Un jour, il vit arriver la première salle cinématographique. C'était aux environs de 1908-1909 . La salle s'appelait "Cinéma Numez". Le jeune homme, intrigué et poussé par la curiosité, finit par poser des questions aux ouvriers : il s'agissait bien d'une salle de cinéma !
Dès lors, à chaque sortie de l'école, c'était la ruée vers cette salle. Le premier spectacle visionné aura été "les Aventures de Zigomar", un film comique avec le grand Max Linder : matinée 50 centimes, soirée 1 franc.
En 1920, après son service militaire, Tahar débarqua en France, gare de Lyon, avec en poche...1 louis d'or.
Un jour , en 1922, tout en déambulant non loin des studios parisiens de cinéma, il fit la rencontre d'un régisseur qui cherchait des figurants de type arabe. 

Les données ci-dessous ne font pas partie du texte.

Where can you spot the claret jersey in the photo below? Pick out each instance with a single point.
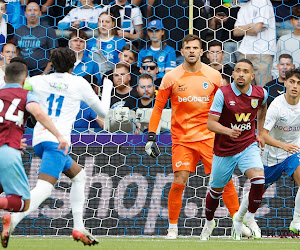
(191, 98)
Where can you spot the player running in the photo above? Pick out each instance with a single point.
(60, 95)
(232, 117)
(191, 87)
(15, 106)
(282, 137)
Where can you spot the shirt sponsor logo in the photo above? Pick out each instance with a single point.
(193, 99)
(242, 116)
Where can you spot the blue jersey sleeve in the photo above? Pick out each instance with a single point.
(218, 102)
(31, 97)
(266, 96)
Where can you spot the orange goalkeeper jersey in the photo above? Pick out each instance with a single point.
(191, 97)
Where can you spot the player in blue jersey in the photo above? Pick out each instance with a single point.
(282, 137)
(15, 105)
(60, 94)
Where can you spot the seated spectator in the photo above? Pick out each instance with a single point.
(85, 16)
(256, 22)
(108, 41)
(84, 64)
(215, 55)
(128, 56)
(35, 42)
(129, 19)
(157, 47)
(8, 51)
(146, 94)
(289, 44)
(276, 86)
(6, 30)
(149, 66)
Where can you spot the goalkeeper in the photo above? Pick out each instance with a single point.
(60, 95)
(282, 136)
(191, 87)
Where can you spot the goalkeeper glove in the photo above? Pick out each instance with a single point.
(151, 147)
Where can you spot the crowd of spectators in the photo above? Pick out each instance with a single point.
(137, 42)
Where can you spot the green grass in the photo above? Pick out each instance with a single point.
(32, 243)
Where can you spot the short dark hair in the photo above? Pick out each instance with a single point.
(287, 56)
(292, 72)
(133, 49)
(15, 72)
(245, 61)
(148, 59)
(215, 43)
(191, 37)
(296, 12)
(79, 33)
(63, 59)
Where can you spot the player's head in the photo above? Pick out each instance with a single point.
(191, 48)
(285, 64)
(215, 53)
(292, 83)
(9, 51)
(121, 75)
(243, 73)
(129, 54)
(146, 88)
(149, 66)
(63, 59)
(33, 14)
(15, 72)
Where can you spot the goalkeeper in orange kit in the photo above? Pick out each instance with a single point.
(191, 87)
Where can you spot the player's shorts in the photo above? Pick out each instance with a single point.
(289, 165)
(223, 167)
(12, 174)
(54, 162)
(185, 157)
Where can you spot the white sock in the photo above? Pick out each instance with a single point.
(243, 207)
(38, 194)
(173, 226)
(297, 206)
(77, 199)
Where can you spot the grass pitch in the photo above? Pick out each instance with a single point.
(45, 243)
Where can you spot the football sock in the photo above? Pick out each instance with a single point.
(230, 198)
(297, 206)
(212, 202)
(40, 193)
(77, 199)
(175, 202)
(12, 203)
(256, 193)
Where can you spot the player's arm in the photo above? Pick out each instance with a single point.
(288, 147)
(213, 123)
(35, 109)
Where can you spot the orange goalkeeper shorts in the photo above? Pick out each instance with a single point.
(186, 156)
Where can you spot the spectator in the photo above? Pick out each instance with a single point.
(276, 86)
(215, 55)
(289, 44)
(84, 64)
(35, 42)
(6, 30)
(129, 57)
(129, 19)
(146, 94)
(8, 52)
(223, 24)
(85, 16)
(157, 47)
(149, 66)
(256, 22)
(108, 41)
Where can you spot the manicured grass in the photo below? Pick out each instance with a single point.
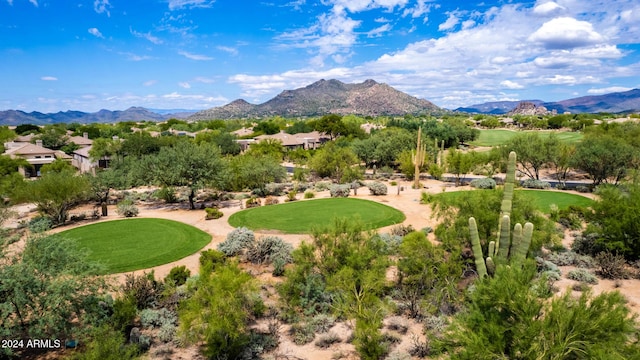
(541, 199)
(134, 244)
(301, 216)
(495, 137)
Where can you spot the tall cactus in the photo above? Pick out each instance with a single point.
(418, 157)
(507, 248)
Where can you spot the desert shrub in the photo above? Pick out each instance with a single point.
(322, 323)
(611, 266)
(483, 183)
(151, 318)
(167, 333)
(436, 171)
(168, 194)
(402, 230)
(583, 189)
(391, 242)
(419, 348)
(535, 184)
(339, 190)
(237, 241)
(302, 333)
(124, 312)
(328, 339)
(377, 188)
(211, 257)
(582, 275)
(322, 185)
(144, 289)
(127, 208)
(39, 224)
(571, 258)
(252, 202)
(267, 249)
(398, 324)
(588, 244)
(291, 196)
(213, 213)
(275, 189)
(178, 275)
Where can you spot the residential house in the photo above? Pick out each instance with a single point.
(301, 140)
(35, 154)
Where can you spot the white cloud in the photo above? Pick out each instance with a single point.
(146, 36)
(608, 90)
(196, 57)
(566, 33)
(102, 6)
(228, 49)
(549, 9)
(379, 31)
(179, 4)
(451, 22)
(511, 85)
(95, 32)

Il s'agissait, à l'époque, de réaliser "L'Atlantide", chef-d'oeuvre de Pierre Benoit. Le régisseur regarda attentivement ce beau jeune homme qui, tout en ayant de larges épaules, était grand de taille et avait un regard volontaire. Il alla droit au but :
-"Vous ètes arabe ?" Tahar répondit oui. 
-" Revenez demain, je vous engage".
Le lendemain fut le point de départ d'une exaltante carrière cinématographique pour Tahar Hannache.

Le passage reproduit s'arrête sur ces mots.